Data-mine this!

(The term “data mining” is overloaded these days. People commonly use the term “data mining” to refer to the act of using OLAP to interactively explore a data warehouse, and the term has become so popularized that it is even used synonymously with “data analysis”, regardless of the method or the context. In this post, when I use the term “data mining”, I am referring specifically to the application of machine learning and statistics to explore data sets in a discovery (not hypothesis-driven) fashion. Sometimes referred to as “knowledge discovery in data” (or KDD). Anyway, moving on …)

When data mining is taught, a certain pedagogical example is commonly used to illustrate how it can uncover unusual but useful trends. This example is:

Among items purchased at grocery stores, the item most-frequently associated with the purchase of diapers is beer.

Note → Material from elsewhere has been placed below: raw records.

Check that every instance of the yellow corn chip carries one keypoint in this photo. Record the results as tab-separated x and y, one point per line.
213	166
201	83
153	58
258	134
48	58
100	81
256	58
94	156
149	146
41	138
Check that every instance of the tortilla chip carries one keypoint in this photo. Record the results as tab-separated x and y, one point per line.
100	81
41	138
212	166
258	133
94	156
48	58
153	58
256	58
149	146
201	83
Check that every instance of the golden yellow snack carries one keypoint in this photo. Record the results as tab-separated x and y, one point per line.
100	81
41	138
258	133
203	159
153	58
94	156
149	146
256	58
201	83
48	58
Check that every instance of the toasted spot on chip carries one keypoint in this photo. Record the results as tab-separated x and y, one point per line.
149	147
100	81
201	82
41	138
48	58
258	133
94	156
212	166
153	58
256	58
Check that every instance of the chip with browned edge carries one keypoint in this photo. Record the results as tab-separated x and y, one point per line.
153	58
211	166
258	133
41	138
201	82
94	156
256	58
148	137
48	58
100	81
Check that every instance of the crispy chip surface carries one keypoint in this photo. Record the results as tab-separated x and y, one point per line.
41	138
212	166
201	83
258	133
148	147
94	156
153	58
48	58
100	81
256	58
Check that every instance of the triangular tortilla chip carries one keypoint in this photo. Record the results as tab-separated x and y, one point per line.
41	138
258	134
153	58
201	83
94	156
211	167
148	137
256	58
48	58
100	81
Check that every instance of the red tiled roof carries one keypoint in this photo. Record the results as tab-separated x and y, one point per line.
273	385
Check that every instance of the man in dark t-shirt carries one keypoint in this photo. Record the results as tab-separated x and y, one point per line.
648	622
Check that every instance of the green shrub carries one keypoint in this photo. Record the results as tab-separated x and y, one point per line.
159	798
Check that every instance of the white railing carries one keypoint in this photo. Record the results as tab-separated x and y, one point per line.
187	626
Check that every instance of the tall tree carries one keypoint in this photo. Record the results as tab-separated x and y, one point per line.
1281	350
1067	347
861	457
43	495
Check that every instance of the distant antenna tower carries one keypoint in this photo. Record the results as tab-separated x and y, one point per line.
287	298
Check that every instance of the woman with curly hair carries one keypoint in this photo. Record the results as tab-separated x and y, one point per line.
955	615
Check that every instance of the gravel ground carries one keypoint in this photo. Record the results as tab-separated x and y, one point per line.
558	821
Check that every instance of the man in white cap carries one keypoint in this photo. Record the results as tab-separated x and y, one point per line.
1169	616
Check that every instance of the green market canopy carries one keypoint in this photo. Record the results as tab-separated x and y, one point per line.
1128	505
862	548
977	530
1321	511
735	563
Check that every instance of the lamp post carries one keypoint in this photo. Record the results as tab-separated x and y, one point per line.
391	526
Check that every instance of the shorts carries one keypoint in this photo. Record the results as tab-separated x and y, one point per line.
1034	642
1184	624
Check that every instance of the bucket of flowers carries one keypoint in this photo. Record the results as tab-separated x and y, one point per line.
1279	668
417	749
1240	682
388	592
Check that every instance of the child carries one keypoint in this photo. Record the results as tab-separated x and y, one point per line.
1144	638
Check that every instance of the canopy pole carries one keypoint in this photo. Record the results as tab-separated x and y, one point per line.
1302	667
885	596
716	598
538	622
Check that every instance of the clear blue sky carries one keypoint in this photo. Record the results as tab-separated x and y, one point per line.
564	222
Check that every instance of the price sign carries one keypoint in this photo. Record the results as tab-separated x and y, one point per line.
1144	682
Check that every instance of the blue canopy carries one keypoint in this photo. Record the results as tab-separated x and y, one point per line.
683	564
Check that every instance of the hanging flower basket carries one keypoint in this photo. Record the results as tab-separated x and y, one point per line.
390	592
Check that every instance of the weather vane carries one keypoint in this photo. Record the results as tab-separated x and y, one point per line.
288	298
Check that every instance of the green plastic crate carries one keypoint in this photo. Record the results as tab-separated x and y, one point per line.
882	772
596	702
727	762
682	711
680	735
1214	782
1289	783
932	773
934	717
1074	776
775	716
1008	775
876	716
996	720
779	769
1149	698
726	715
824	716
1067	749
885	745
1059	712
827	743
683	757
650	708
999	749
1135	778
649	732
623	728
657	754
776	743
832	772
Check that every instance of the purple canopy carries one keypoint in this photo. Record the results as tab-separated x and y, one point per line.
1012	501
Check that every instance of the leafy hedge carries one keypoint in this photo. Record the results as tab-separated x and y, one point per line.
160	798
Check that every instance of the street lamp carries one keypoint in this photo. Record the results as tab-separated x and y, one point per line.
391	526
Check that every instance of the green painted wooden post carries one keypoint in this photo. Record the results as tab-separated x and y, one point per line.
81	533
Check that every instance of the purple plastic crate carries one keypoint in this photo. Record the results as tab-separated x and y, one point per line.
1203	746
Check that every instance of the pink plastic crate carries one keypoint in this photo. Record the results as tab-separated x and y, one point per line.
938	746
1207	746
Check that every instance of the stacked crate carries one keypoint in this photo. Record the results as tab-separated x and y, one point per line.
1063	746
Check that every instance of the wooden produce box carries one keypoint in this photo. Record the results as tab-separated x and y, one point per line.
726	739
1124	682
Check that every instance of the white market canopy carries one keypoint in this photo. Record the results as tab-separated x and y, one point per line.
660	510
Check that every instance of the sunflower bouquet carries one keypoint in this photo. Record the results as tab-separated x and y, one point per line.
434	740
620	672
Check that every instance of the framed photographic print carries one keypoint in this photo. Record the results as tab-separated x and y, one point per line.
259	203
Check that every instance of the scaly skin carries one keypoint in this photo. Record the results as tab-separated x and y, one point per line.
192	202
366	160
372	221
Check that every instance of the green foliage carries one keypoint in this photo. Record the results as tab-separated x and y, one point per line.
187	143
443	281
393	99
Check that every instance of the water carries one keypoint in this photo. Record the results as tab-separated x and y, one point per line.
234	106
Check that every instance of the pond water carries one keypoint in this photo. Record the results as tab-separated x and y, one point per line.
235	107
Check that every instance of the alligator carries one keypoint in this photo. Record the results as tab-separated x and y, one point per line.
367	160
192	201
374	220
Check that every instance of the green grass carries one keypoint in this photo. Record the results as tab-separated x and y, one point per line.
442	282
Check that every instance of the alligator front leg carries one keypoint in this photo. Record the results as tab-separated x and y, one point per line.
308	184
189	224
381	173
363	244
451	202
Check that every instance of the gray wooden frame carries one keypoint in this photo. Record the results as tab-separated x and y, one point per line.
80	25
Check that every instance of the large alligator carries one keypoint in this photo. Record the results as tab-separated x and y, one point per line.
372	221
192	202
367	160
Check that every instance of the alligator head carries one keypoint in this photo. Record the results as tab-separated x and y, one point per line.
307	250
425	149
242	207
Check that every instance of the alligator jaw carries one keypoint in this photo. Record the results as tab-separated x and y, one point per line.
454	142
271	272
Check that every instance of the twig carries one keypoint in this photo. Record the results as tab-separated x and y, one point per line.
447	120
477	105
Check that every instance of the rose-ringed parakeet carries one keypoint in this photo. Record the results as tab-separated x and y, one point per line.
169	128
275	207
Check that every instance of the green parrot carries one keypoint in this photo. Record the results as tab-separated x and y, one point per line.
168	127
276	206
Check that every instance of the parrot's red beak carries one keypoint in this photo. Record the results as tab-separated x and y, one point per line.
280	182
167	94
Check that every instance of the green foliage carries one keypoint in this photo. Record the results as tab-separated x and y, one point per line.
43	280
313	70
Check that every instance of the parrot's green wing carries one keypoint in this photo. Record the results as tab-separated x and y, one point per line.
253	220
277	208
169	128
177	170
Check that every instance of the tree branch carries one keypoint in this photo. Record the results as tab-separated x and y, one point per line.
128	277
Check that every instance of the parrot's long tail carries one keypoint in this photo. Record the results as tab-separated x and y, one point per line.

(I.e., diapers and beer are commonly purchased together, like chips and salsa, or milk and cookies. A theory to explain this correlation is that new fathers, while running the paternal errand, are rewarding themselves since — as a new father — they can’t go out drinking with their friends as often.)

Many variations of the story behind this “beer/diapers correlation” exist. The most-common allegation seems to be that it was the result of a WalMart market-basket analysis. Some variants claim that these beer/diapers purchases were made mainly on Friday afternoons, by men between the ages of 25 and 35. Furthermore, some versions say that the store capitalized on this trend by putting a beer display next to the diapers, and thus sold more beer than ever.

Alas, many doubt this story’s veracity. (You can read more about the diapers/beer correlation and its likely origin here.) While this doesn’t stop it from being a good illustrative example, it does sadden my heart a little, knowing that such an interesting trend might not be true.

Anyway: I had an errand to run today: we ran out of cloth diapers, so I needed to go to the grocery store to pick up an emergency pack of disposable diapers, to keep us supplied until the resupply visit from the diaper service. There was nothing else on the shopping list except diapers … could it be more obvious what needed to be done?

Mine this!

I say, if this isn’t an actual trend, let’s make one! New fathers everywhere: unite! Become a statistic! Always purchase beer with diapers!

(Plus, do you really need an excuse? I don’t know about you, but I don’t need sophisticated data mining techniques to learn: good beer + new dad = happy.)